Je pense souvent avec émotion aux fameux hussards noirs de la République dont l’unique but consistait à faire des enfants venus souvent des milieux populaires et paysans des citoyens à part entière, sachant lire, écrire et compter sans oublier une connaissance précise de la France, de son histoire, de ses richesses et de ses grands hommes par le truchement d’un livre écrit par une femme mais qui parut sous un pseudonyme masculin, Le Tour de France par deux enfants. Ma mère et une personne plus âgée connaissaient les premières pages par cœur tant elles l’avaient lu à voix haute, à tour de rôle dans la classe, ce que l’on n’ose plus demander aux élèves avec autant de détachement.

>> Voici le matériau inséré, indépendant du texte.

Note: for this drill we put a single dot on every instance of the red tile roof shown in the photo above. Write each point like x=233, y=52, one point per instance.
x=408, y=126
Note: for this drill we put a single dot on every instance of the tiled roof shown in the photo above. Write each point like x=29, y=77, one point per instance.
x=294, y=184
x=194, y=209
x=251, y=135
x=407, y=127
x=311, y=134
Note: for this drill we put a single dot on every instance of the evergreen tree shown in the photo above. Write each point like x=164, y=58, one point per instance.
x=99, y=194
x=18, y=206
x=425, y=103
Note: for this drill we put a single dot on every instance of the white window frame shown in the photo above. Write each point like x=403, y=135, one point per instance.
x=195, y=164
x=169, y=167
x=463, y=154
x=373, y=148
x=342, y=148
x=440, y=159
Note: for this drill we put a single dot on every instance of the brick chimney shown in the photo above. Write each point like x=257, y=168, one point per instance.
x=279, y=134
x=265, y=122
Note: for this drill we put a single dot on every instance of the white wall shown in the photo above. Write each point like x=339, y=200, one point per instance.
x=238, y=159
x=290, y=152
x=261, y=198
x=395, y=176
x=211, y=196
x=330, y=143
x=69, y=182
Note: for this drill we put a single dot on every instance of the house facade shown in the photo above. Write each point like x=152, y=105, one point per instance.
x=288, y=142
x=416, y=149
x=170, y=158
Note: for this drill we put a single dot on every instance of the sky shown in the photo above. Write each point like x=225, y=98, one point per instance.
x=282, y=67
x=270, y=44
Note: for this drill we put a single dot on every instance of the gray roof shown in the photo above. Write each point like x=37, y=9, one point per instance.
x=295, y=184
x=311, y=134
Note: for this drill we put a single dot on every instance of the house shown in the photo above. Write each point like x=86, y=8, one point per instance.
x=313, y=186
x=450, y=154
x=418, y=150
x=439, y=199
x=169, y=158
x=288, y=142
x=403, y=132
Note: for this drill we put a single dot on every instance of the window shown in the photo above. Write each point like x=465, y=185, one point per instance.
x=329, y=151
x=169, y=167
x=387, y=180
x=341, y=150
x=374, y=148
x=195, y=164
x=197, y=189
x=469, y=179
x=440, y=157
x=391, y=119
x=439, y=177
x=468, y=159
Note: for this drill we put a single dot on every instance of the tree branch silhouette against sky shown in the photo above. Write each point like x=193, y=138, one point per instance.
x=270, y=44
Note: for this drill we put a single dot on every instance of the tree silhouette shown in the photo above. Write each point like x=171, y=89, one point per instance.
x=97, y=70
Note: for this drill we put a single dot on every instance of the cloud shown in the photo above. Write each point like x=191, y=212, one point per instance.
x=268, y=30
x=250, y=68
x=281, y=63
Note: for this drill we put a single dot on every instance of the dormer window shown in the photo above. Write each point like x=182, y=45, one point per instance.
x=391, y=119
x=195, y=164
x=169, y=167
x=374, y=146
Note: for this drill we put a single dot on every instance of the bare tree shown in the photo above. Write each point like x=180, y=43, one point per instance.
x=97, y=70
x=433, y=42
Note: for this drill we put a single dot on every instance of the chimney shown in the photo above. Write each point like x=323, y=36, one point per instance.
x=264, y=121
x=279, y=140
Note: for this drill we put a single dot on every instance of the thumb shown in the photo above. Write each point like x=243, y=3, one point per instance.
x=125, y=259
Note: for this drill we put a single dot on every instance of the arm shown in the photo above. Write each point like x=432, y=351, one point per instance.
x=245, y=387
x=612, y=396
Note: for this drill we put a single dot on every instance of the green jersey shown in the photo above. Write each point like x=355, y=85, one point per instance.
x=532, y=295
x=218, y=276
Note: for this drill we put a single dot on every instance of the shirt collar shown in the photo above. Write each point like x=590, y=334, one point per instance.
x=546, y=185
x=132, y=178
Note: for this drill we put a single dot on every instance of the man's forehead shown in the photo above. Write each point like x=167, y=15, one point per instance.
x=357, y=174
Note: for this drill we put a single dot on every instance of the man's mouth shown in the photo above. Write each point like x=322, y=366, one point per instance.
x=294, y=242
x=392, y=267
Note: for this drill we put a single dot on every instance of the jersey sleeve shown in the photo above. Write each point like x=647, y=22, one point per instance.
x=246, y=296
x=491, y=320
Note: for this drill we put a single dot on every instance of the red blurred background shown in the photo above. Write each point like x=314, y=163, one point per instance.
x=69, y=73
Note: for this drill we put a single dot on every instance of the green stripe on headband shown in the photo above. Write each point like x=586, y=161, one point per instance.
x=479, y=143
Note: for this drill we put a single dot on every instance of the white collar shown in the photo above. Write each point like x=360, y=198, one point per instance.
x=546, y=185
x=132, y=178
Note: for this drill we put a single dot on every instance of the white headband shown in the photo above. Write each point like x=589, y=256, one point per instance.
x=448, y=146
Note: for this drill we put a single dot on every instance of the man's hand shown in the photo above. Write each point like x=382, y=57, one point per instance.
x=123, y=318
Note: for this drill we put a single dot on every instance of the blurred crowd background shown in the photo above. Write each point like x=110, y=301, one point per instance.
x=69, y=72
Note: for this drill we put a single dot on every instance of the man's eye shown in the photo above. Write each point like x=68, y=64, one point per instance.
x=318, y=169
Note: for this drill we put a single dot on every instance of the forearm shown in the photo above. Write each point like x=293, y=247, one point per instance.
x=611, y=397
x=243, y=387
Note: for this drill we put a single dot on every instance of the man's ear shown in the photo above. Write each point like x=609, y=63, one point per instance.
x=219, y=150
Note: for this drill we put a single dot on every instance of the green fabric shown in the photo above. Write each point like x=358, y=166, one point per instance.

Les cours de morale étaient la première pierre de l’édifice. Aujourd’hui un ministre courageux a l’intention de mettre la morale laïque en exergue. Je salue cette décision mais pense que les professeurs auront de la peine à se faire entendre.

Peut-être faudrait-il commencer par le haut de la pyramide avant d’imposer des principes moraux aux enfants. J’entends d’ici les répliques perfides et justes de certains élèves : « la morale est-elle exclusivement réservée aux pauvres puisque les riches s’en dispensent ? ». Sans doute faudra-t-il de longues années d’apprentissage pour réveiller dans les cœurs endurcis les fibres patriotiques sérieusement malmenées.

Dans un cours d’histoire, voulant faire émerger de la notion de République les valeurs fondamentales, je subis d’abord l’étonnement, puis une sourde colère et le souhait émis à la fin du cours que je ne revienne plus sur ce type de sujet pourtant essentiel à mes yeux. Un élève d’origine algérienne vint me voir ensuite pour me tenir ce surprenant discours : « Ne vous en faites pas, ils ne peuvent pas vous comprendre ! ». Ces élèves de vente vivaient, il est vrai, dans les limbes de l’espace marketing selon lequel tout s’achète et se vend. Il n’y avait pas de place pour la vertu ! L’élève consolateur accédait au monde des valeurs par sa fréquentation de la Mosquée. Il m’apporta un exemplaire du Coran que je ne refusai pas, par crainte de le blesser. Cette anecdote en dit long sur le travail intense qui attend les professeurs aujourd’hui !

Parfois je regrette de ne plus me frotter à ces classes qui réservent tant de surprises mais je reviens vite à la réalité : l’énergie nécessaire me fait défaut alors c'est du bout de ma plume que j’esquisse contes, nouvelles et romans espérant, non la notoriété, mais la participation à la grande œuvre de ma vie, transmettre le meilleur.

J’espère qu’un jour, l’un de mes livres sera étudié en classe et que l’on y trouvera les paillettes d’or de la réflexion. À L’Ombre des Cerisiers en Fleurs, la Chanson des Nuages, La Vallée des Songes et Mais où sont les Roses d’Antan ? me semblent particulièrement appropriés puisqu’ils traitent, sous forme de contes, des dures réalités de notre temps, la vie des « sans-papiers » l’exclusion des jeunes d’origine maghrébine pour certains métiers et les problèmes rencontrés dans les zones urbaines défavorisées, sans oublier d’autres thèmes, notamment écologiques.

Mon histoire personnelle se terminera comme elle a commencé, avec la découverte d’un livre, le mien ou celui d’un auteur qui puisse faire ressurgir les sources perdues ou dégeler les rivières d’hier, les rivières gelées qui courront vers la mer à travers les plaines blondes de mon enfance magnifiée.